I was in no way criticizing Johnny’s, which does not call itself a “chifa” restaurant. It has chifa and non-chifa items on its menu, which includes a smashburger and spare ribs.
We discussed and looked at a few Dongbei places, and settled on this partly because @ike had good memories of it from along time ago, partly because @JenKalb had shared a recent Sietsema shout-out, partly because I found their vegetable section intriguing (what are tea plant mushrooms ad why have I never eaten them?) and partly because we were starving by the time we were in the vicinity
Complimentary snacks of shredded potato salad / pickle and shredded spicy cabbage salad / pickle.
The server helped us narrow down some choices from the menu — cumin lamb, dry stir fried tea plant mushrooms, and pork pancakes ended up on the table. We stopped there because we thought we would continue to graze elsewhere, but then we couldn’t because we were stuffed – so we should just have ordered another dish anyway . (The tables around us with less people had 2-3 dishes per head, so they must be taking home leftovers, because the portions were generous.)
Glad you went there and sorry I couldn’t join you. From the time that this place opened (well over 10 years ago now), it was a regular haunt of many of us from Chowhound (& other “normal” people we dragged along: erica, for one, had regular dinners there that I remember joining). I think the owners cooked at the other hangout, Fu Run, before striking out on their own. At any rate, I think I was there well over 20 times and enjoyed every one of those meals. As its now been several years since I’ve been there, I’d love to return with a group if any of you want to sample more of the menu.
It was a very good meal, so glad we made it. The tea tree mushrooms (these were dry fried, they had other dishes using them) were killer - the combination of crunchy mushroom grease and the ma la reminded me of great snack food. I thought both the cumin lamb and the pork filled bread were delicious too but that finished us!
Can’t get those mushrooms out of my head! I realized while we were snacking on them that the stems were chewy, the caps were crisp, and the caps were intensely mushrooms while the stems had more tingle and spice.
I wonder if I can find the mushrooms themselves in one of the markets.
And on further reflection I think they might be the brown beech mushrooms that are separated and fried up to look like that
The dongbei place near the station is (surprisingly?) extremely highly reviewed relative to this one, but I’d like to explore more dongbei for certain.
@Ike was speculating as to whether the old place he had been to multiple times was under different ownership than the current one, as the name may have been slightly different (Golden Palace vs Golden Palace Gourmet).
Yesterday i wondered out loud whether this was the place you mentioned, but thought you were here recently, maybe post-open? Or was that another db place?
There used to be a local place that offered the addition of fried eggplant onto their Italian hero (place was re-titled as disco deli as it was always blasting forth in the place). It made for a very good addition and I’m surprised more places don’t have it listed as an add-on. It really does give it another texture/taste on a good sub.

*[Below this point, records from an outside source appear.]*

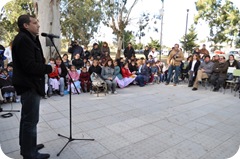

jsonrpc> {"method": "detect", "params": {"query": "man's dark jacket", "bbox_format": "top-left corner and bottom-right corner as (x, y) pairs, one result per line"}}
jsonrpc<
(12, 29), (52, 96)
(123, 47), (135, 59)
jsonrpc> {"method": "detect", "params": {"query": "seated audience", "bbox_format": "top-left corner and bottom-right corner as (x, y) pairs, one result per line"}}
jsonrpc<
(72, 54), (84, 74)
(128, 60), (138, 73)
(91, 43), (101, 59)
(192, 55), (214, 91)
(62, 54), (70, 68)
(101, 59), (117, 94)
(135, 60), (149, 87)
(48, 58), (60, 96)
(210, 56), (228, 92)
(117, 62), (137, 88)
(88, 59), (102, 76)
(226, 55), (240, 80)
(68, 65), (81, 94)
(56, 57), (67, 96)
(188, 54), (201, 87)
(80, 67), (91, 92)
(151, 62), (161, 84)
(82, 46), (91, 59)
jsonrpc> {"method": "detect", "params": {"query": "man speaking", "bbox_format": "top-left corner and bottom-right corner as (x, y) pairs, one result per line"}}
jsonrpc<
(12, 15), (54, 159)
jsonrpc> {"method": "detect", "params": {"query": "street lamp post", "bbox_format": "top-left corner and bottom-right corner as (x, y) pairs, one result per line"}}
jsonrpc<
(159, 0), (164, 61)
(184, 9), (189, 51)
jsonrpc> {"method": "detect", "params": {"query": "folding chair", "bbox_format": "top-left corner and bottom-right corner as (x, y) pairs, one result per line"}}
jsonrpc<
(224, 69), (240, 96)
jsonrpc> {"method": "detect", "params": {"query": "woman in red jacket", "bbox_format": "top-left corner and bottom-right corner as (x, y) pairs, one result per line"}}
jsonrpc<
(48, 58), (60, 96)
(79, 67), (91, 92)
(118, 62), (136, 88)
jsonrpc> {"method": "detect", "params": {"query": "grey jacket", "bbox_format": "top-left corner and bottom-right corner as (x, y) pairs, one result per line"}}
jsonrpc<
(199, 61), (214, 76)
(101, 67), (116, 80)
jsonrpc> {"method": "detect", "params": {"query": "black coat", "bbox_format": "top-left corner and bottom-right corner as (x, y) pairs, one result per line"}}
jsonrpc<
(72, 59), (84, 70)
(124, 47), (135, 59)
(12, 29), (52, 96)
(188, 60), (201, 76)
(226, 60), (239, 69)
(91, 48), (102, 59)
(56, 62), (67, 78)
(68, 45), (83, 56)
(143, 49), (150, 60)
(88, 65), (102, 75)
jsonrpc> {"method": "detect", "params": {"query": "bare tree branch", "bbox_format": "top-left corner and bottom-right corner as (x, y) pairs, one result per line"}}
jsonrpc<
(124, 0), (138, 25)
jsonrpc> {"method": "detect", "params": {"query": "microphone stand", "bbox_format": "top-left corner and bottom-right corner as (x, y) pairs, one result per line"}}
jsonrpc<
(49, 37), (94, 156)
(0, 104), (20, 118)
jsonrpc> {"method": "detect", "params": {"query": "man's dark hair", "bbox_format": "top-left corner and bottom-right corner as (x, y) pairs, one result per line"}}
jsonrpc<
(17, 14), (36, 29)
(204, 55), (210, 59)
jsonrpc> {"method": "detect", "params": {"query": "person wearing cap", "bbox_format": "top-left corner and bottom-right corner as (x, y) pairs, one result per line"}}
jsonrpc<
(200, 44), (209, 58)
(210, 56), (228, 92)
(192, 55), (214, 91)
(165, 44), (184, 86)
(143, 46), (150, 60)
(123, 43), (135, 60)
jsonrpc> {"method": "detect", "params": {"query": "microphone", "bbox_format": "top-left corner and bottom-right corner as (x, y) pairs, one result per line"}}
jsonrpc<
(41, 33), (60, 39)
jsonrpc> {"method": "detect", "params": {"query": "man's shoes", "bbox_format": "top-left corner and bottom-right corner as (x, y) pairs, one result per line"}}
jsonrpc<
(192, 87), (197, 91)
(37, 144), (44, 151)
(213, 88), (219, 92)
(198, 81), (202, 84)
(20, 144), (44, 155)
(36, 153), (50, 159)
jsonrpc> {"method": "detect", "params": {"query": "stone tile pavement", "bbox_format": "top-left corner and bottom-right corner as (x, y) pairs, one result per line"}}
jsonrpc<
(0, 84), (240, 159)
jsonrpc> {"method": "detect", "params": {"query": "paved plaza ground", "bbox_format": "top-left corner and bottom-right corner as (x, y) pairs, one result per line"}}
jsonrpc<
(0, 84), (240, 159)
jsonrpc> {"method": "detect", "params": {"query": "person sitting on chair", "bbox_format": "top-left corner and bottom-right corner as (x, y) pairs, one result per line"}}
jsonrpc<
(226, 55), (240, 80)
(101, 59), (117, 94)
(192, 55), (214, 91)
(210, 56), (228, 92)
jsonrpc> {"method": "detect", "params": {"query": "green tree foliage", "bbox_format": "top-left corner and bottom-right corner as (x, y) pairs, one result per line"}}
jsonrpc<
(148, 37), (160, 50)
(0, 0), (34, 43)
(61, 0), (102, 46)
(100, 0), (138, 58)
(180, 25), (198, 52)
(195, 0), (240, 46)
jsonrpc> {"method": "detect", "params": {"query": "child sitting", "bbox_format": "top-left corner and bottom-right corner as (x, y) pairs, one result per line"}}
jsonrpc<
(80, 67), (91, 92)
(48, 58), (60, 96)
(151, 62), (159, 84)
(68, 65), (81, 94)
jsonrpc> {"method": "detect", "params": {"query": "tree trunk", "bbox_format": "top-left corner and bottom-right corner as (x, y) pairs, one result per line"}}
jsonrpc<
(116, 36), (123, 59)
(33, 0), (61, 61)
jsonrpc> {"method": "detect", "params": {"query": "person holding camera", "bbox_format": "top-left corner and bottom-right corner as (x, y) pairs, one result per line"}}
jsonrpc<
(68, 40), (83, 60)
(166, 44), (184, 86)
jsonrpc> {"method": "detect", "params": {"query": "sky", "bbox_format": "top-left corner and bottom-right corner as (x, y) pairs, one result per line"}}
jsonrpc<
(0, 0), (240, 47)
(96, 0), (240, 47)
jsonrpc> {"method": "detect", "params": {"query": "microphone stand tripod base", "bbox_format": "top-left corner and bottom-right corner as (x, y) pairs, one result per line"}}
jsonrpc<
(57, 134), (94, 156)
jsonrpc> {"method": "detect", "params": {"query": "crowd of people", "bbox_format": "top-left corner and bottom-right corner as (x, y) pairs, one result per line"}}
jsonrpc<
(0, 41), (240, 102)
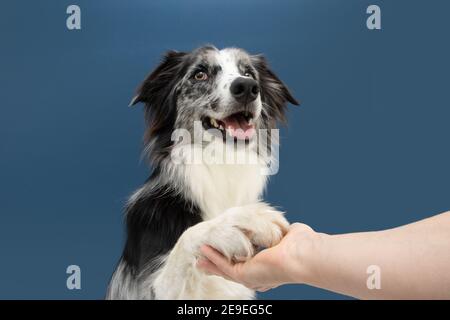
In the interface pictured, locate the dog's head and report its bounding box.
[131,46,298,160]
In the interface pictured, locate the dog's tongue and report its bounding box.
[222,114,255,140]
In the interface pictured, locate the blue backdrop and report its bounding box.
[0,0,450,299]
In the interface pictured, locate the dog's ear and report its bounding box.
[251,55,300,122]
[129,51,187,107]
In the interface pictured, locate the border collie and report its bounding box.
[106,46,298,299]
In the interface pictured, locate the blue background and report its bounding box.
[0,0,450,299]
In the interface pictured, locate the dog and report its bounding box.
[106,45,299,299]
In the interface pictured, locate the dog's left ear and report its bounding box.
[251,55,300,122]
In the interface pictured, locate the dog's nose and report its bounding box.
[230,77,259,103]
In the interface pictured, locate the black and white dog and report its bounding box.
[107,46,298,299]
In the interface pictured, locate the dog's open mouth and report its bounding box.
[203,111,255,140]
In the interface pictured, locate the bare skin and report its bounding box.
[197,211,450,299]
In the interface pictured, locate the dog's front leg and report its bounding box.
[152,203,289,299]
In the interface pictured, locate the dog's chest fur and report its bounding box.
[178,145,267,220]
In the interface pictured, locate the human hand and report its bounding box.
[197,223,321,291]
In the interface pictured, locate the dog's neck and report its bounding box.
[168,142,267,220]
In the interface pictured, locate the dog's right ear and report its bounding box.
[129,51,187,107]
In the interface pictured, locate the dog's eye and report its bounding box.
[194,71,208,81]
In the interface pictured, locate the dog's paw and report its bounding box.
[223,202,289,252]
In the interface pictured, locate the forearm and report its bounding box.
[301,212,450,299]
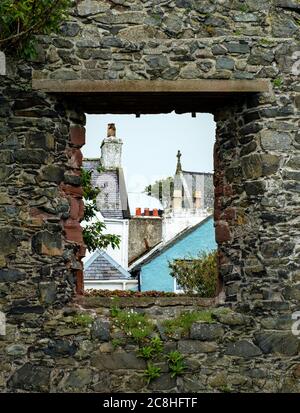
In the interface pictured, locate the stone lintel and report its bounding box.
[32,77,271,94]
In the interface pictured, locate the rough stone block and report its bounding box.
[64,219,83,244]
[255,331,300,356]
[32,231,63,256]
[225,340,262,358]
[190,322,224,341]
[8,363,51,393]
[178,340,218,354]
[70,126,85,146]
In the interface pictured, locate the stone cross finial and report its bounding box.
[176,150,182,175]
[107,123,116,138]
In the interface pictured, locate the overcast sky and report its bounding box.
[82,113,215,192]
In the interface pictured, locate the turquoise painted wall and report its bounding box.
[141,218,217,292]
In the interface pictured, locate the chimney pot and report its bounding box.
[153,208,159,217]
[107,123,116,138]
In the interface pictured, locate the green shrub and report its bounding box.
[144,362,161,384]
[169,251,218,297]
[167,351,186,378]
[0,0,72,58]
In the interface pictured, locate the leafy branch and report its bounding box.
[81,169,120,252]
[0,0,72,57]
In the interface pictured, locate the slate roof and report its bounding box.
[84,250,131,280]
[83,158,130,219]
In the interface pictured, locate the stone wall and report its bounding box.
[0,298,300,393]
[0,0,300,392]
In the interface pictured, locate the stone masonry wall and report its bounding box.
[0,0,300,392]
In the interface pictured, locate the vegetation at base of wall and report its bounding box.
[84,289,212,298]
[166,350,186,378]
[81,168,121,252]
[169,251,218,298]
[272,77,283,88]
[144,362,161,384]
[111,307,154,343]
[163,310,214,336]
[110,305,186,384]
[0,0,72,58]
[138,337,164,360]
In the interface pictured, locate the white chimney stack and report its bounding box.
[100,123,123,170]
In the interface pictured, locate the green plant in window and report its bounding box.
[144,362,161,384]
[167,351,186,378]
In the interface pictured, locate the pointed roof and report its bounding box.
[84,250,131,280]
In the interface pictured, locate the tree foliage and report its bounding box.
[81,169,120,252]
[144,176,174,207]
[0,0,72,57]
[169,251,218,298]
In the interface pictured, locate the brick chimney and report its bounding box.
[100,123,123,170]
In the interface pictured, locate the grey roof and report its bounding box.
[83,158,130,219]
[129,215,212,274]
[84,250,131,280]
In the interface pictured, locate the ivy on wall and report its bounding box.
[0,0,73,58]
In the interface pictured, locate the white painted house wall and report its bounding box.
[103,219,129,270]
[81,208,129,270]
[162,209,210,243]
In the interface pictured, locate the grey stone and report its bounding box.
[60,22,80,37]
[41,165,64,183]
[260,130,292,151]
[225,42,250,54]
[0,268,26,282]
[44,339,78,357]
[178,340,218,354]
[63,368,93,391]
[215,311,246,326]
[145,55,170,69]
[233,12,258,23]
[39,282,57,304]
[225,340,262,358]
[216,57,234,70]
[50,70,80,80]
[244,181,266,196]
[8,363,51,393]
[164,15,182,34]
[241,154,280,179]
[14,149,48,164]
[91,318,110,341]
[77,0,110,17]
[0,51,6,76]
[91,352,146,370]
[190,322,224,341]
[6,344,28,357]
[248,47,274,65]
[275,0,300,10]
[148,373,176,391]
[272,16,299,37]
[255,331,300,356]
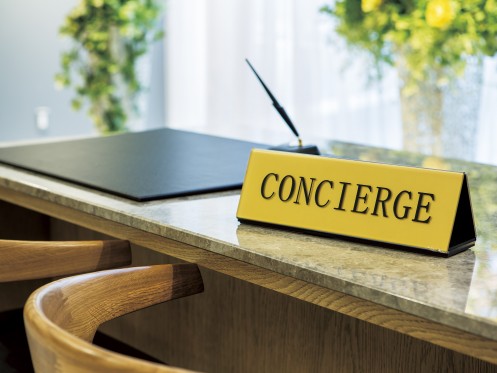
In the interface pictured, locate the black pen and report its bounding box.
[245,58,302,146]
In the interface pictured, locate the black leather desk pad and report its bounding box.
[0,128,268,201]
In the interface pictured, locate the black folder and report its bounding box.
[0,128,268,201]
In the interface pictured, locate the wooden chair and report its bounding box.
[0,240,131,282]
[0,240,131,372]
[24,264,203,373]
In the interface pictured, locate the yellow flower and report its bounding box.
[426,0,456,29]
[361,0,382,13]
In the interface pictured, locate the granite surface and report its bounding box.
[0,143,497,340]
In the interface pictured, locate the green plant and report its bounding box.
[321,0,497,90]
[55,0,162,133]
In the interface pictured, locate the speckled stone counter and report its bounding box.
[0,139,497,346]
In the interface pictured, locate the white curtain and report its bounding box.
[165,0,497,163]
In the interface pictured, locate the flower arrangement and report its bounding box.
[321,0,497,90]
[55,0,162,133]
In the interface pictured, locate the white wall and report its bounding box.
[0,0,164,143]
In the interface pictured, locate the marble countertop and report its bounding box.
[0,142,497,340]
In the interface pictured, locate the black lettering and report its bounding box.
[261,172,279,199]
[293,176,316,205]
[412,192,435,224]
[278,175,295,202]
[393,190,412,220]
[371,187,392,218]
[352,184,373,214]
[314,180,333,207]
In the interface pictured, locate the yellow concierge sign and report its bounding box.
[237,149,476,255]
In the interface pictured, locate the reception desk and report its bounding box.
[0,138,497,372]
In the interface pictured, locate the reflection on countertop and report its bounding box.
[0,138,497,340]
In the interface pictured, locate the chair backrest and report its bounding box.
[24,264,203,373]
[0,240,131,282]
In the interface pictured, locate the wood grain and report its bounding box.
[0,240,131,282]
[24,264,203,373]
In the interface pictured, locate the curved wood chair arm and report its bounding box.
[0,240,131,282]
[24,264,203,373]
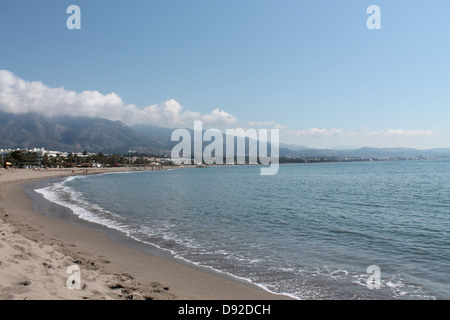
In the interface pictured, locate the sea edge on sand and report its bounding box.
[0,168,290,300]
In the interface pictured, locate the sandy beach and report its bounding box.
[0,168,287,300]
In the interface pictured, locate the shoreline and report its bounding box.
[0,168,290,300]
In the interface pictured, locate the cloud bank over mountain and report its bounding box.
[0,70,237,127]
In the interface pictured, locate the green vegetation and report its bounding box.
[1,150,173,168]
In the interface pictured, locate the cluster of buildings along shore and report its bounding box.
[0,148,170,168]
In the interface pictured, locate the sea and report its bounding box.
[35,160,450,300]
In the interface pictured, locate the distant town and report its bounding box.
[0,148,173,169]
[0,148,448,169]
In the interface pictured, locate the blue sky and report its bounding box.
[0,0,450,148]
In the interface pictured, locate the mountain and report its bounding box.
[0,111,450,159]
[0,112,167,153]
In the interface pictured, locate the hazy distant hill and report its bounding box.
[0,111,450,158]
[0,112,166,153]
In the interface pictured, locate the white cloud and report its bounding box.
[0,70,237,127]
[369,129,435,137]
[289,128,343,138]
[248,121,287,129]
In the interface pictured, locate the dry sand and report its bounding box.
[0,168,287,300]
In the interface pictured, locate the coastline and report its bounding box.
[0,168,289,300]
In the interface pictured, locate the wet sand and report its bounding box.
[0,168,288,300]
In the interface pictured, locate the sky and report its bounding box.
[0,0,450,149]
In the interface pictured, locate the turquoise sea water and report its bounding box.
[38,161,450,299]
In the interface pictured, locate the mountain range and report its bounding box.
[0,111,450,158]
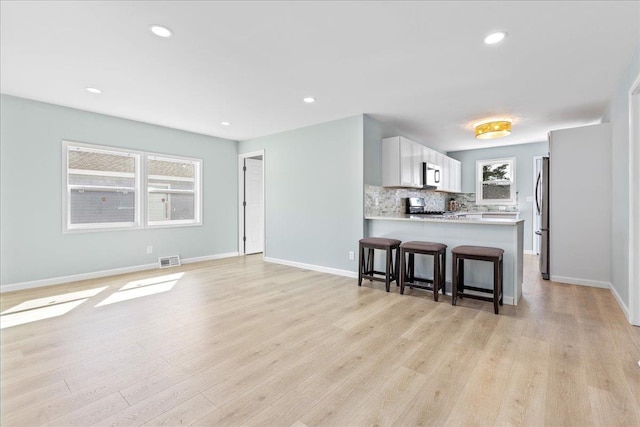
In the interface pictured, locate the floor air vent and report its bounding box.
[158,255,180,268]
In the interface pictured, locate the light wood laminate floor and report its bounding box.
[0,256,640,427]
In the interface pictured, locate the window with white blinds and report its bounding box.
[145,154,202,226]
[64,143,141,230]
[63,141,202,232]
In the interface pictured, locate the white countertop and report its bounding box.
[364,212,524,225]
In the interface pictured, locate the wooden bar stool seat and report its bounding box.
[358,237,402,292]
[451,246,504,314]
[400,241,447,301]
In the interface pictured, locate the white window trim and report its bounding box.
[62,140,204,234]
[476,157,517,206]
[143,153,203,228]
[62,140,143,234]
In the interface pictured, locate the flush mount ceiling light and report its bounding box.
[473,119,511,139]
[149,24,173,39]
[484,31,507,44]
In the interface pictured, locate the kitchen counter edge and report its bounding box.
[364,214,524,225]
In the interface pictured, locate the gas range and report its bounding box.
[405,197,447,216]
[410,211,446,216]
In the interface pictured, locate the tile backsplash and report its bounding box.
[364,185,448,216]
[364,185,518,216]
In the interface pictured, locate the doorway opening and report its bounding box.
[238,150,265,255]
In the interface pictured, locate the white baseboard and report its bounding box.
[264,257,358,279]
[0,252,238,293]
[551,275,611,289]
[609,285,631,323]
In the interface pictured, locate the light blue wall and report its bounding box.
[239,115,364,272]
[603,45,640,307]
[0,95,238,285]
[447,141,549,251]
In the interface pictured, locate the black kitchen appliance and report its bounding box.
[536,157,550,280]
[405,197,445,216]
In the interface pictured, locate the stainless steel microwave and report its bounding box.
[422,162,442,190]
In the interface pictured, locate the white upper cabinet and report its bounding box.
[382,136,462,193]
[382,136,423,188]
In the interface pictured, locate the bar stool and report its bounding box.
[451,246,504,314]
[358,237,402,292]
[400,242,447,301]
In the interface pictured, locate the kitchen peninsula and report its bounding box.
[365,214,524,305]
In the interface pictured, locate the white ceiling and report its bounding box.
[0,1,640,151]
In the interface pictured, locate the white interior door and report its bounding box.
[244,159,264,254]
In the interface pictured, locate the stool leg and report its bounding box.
[409,252,416,289]
[456,257,464,298]
[396,249,407,295]
[384,248,392,292]
[493,259,500,314]
[358,243,364,286]
[393,246,400,286]
[451,254,458,305]
[440,249,447,295]
[498,258,504,305]
[433,252,440,302]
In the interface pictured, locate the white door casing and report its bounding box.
[245,159,264,254]
[629,75,640,326]
[238,150,266,255]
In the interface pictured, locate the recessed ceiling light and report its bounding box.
[149,24,173,39]
[484,31,507,44]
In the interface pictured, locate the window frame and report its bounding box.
[143,153,203,228]
[62,140,143,234]
[61,140,204,234]
[476,157,517,206]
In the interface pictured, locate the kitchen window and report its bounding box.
[146,154,202,226]
[62,141,202,233]
[476,157,516,205]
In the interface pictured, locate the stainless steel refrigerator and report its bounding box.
[536,157,549,280]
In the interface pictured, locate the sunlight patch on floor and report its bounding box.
[95,280,178,307]
[0,286,108,316]
[0,298,87,329]
[120,273,184,291]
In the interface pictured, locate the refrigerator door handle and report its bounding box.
[536,172,542,215]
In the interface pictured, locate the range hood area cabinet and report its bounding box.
[382,136,462,193]
[382,136,422,188]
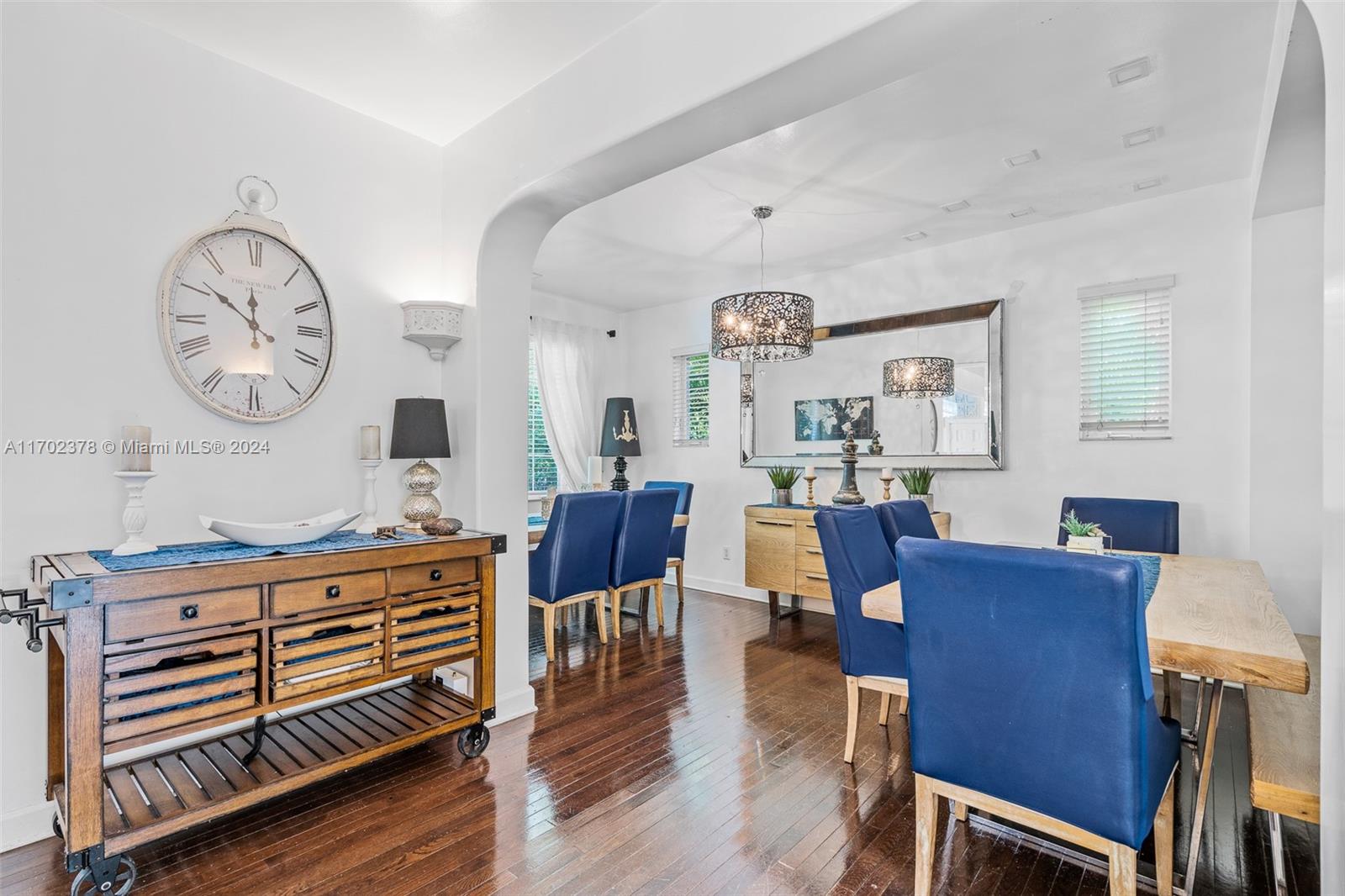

@Ike was speculating as to whether the old place he had been to multiple times was under different ownership than the current one, as the name may have been slightly different (Golden Palace vs Golden Palace Gourmet).
The Dongbei place near the station is (surprisingly?) highly reviewed relative to this one.
(I’m willing to believe that asking the server’s help to finalize our choices instead of doing it ourselves had an impact on our very positive experience too.)